Q: How important is sense of place to you in your work?

I think in most stories specificity is important. Well, authenticity is important. If you are trying to convince the reader or viewer that something weird or outlandish really happened, the trappings of real life are often useful to give a feeling of realism, in a way. If somebody lights a Silk Cut rather than a cigarette. All those touches – not to belabour them, obviously – add to the feeling this could happen.

Beyond that a sense of place also helps with the symbolism and theme. I’ve always found off-season seaside towns evocative, even ghostly, in their dry, slumbery atmosphere. This was excellent in Don’t Look Now, of course – somehow making the place itself otherworldly. And in “Whitstable” – look, the place is the title, even! – the image of the bereaved man looking out to sea seemed fundamental. There’s something about the constant nature of the sea and our fickle, fragile lives. And then, of course, I thought about the industry there of fishing and fishermen. I didn’t want my “vampire” to be a nobleman or toff, or office worker, or weirdo with pervy glasses – I didn’t know what he could be without it being a cliché. Then I described him as a hippie, very much of 1971, in contrast with the fuddy-duddy, old-fashioned Cushing, and I thought Cushing would probably observe that he looked like Jesus Christ (as people often said of John Lennon). Then, bingo – the connection with being a fisherman was complete. Les Gledhill became the exact reversal of the Saviour that Cushing felt had abandoned him.
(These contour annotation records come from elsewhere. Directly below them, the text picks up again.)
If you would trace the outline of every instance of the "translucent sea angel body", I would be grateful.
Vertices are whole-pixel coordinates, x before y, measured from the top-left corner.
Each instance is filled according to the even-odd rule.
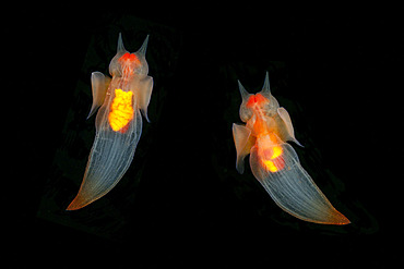
[[[242,97],[240,118],[246,123],[233,124],[238,172],[243,172],[243,159],[250,154],[252,174],[283,210],[316,223],[350,223],[331,205],[286,143],[301,146],[288,112],[271,95],[268,73],[262,90],[256,95],[247,93],[240,82],[238,85]]]
[[[99,108],[96,136],[79,194],[67,210],[75,210],[106,195],[132,162],[142,134],[142,117],[148,122],[147,106],[153,89],[145,60],[148,36],[134,53],[118,38],[118,52],[109,64],[112,78],[92,73],[93,106],[88,118]]]

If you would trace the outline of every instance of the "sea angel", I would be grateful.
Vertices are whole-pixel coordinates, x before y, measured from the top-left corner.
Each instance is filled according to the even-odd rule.
[[[268,73],[262,90],[256,95],[247,93],[240,82],[238,86],[242,97],[239,113],[246,123],[233,124],[238,172],[243,172],[243,159],[250,154],[252,174],[283,210],[316,223],[350,223],[331,205],[286,143],[301,146],[288,112],[271,95]]]
[[[109,64],[112,78],[92,73],[93,106],[87,119],[99,108],[96,135],[79,194],[67,210],[75,210],[106,195],[132,162],[142,133],[142,117],[153,89],[145,59],[148,36],[134,53],[128,52],[118,37],[118,52]]]

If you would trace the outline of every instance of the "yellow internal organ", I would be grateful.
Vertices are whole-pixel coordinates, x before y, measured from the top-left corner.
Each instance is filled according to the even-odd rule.
[[[272,157],[271,157],[272,160],[282,155],[282,147],[280,147],[280,146],[273,147],[272,150],[273,150],[273,154],[272,154]]]
[[[128,125],[133,119],[132,91],[123,91],[120,88],[115,89],[115,98],[110,106],[108,115],[109,125],[114,131],[119,131]]]
[[[271,172],[277,172],[280,169],[283,169],[284,168],[284,162],[283,161],[278,161],[277,162],[277,166],[278,168],[274,164],[274,162],[272,160],[276,159],[277,157],[280,157],[283,152],[283,149],[282,147],[280,146],[275,146],[272,148],[272,156],[270,158],[270,160],[262,160],[263,164],[266,167],[266,169]]]

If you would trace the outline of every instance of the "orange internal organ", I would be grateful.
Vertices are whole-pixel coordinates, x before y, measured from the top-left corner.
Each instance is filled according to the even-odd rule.
[[[133,69],[140,64],[139,58],[133,53],[124,53],[118,60],[122,66],[122,73],[124,76],[133,74]]]
[[[132,91],[123,91],[120,88],[115,89],[115,98],[108,115],[109,125],[115,132],[120,131],[124,133],[133,119],[132,96]]]
[[[266,149],[265,151],[271,151],[268,157],[269,152],[264,152],[264,158],[262,158],[262,163],[270,172],[277,172],[285,167],[285,160],[282,157],[283,149],[280,146],[274,146],[271,149]]]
The themes all came together, largely by thinking about the place.

Q: Official publication date is 26th May, but I believe the hardcover edition has already sold out. What kind of response has Whitstable received?

To be honest it has been beyond my wildest dreams. It got 5 out of 5 stars in SFX magazine and an amazing review in Starburst. I’ve girded my loins for a bad one but there simply hasn’t been, touch wood! I’ve even had some tremendous feedback from people who knew Cushing and are experts on his work – David Pirie, Jonathan Rigby, Wayne Kinsey, to name a few. They’ve all been massively encouraging. But of course it was vital for me to get input from people like that to reassure me I’d “caught” the great actor convincingly. I’m happy to report that, to a man, they reported I had. Director Mick Garris and critic Kim Newman have also said they love it. I feel a bit humbled by the positive response, to be absolutely truthful.

Q: What brought you to horror fiction?

Growing up with Hammer, with comics, with Famous Monsters of Filmland. Gravitating to Pan and Poe and Stephen King. I think it is a familiar route, except for some bizarre reason I didn’t particularly want to be a novelist, I wanted to write movies. I picked up a paperback of the screenplay of Westworld just after it came out, and that was my Bible. I actually loved the screenplay form. I loved seeing films in my head. The only way to do it.

Q: As well as prose fiction, you’re a successful scriptwriter for TV and film. What makes an idea a book or short story, rather than a TV or film proposal and script?

A short story is a succinct idea with a definite voice that you can bite off as whole, I find. You know how to do it. A film is simply a drama of definite length with dramatisable action and good roles. A TV show is a proposition – a set-up with open-ended possibilities: an engine that can run and run. The format, the way it works as a drama, is everything – and that can take months or years to work out. Even Call the Midwife, which you’d think would be a no-brainer, was in development at the BBC for ages. That’s what people don’t realise about TV when they watch it, and it works or it doesn’t work. It takes bloody forever!

Of course, some ideas are perfectly suitable as a film or a novel, so there’s malleability sometimes. One idea that I’ve just had turned down by a broadcaster I might turn into a proposal for a series of books – I don’t know. You can waste an awful lot of time re-circulating ideas and sometimes it’s better just to ramp up new ones. But you don’t want to waste that perfectly good idea just because that one person didn’t get, either.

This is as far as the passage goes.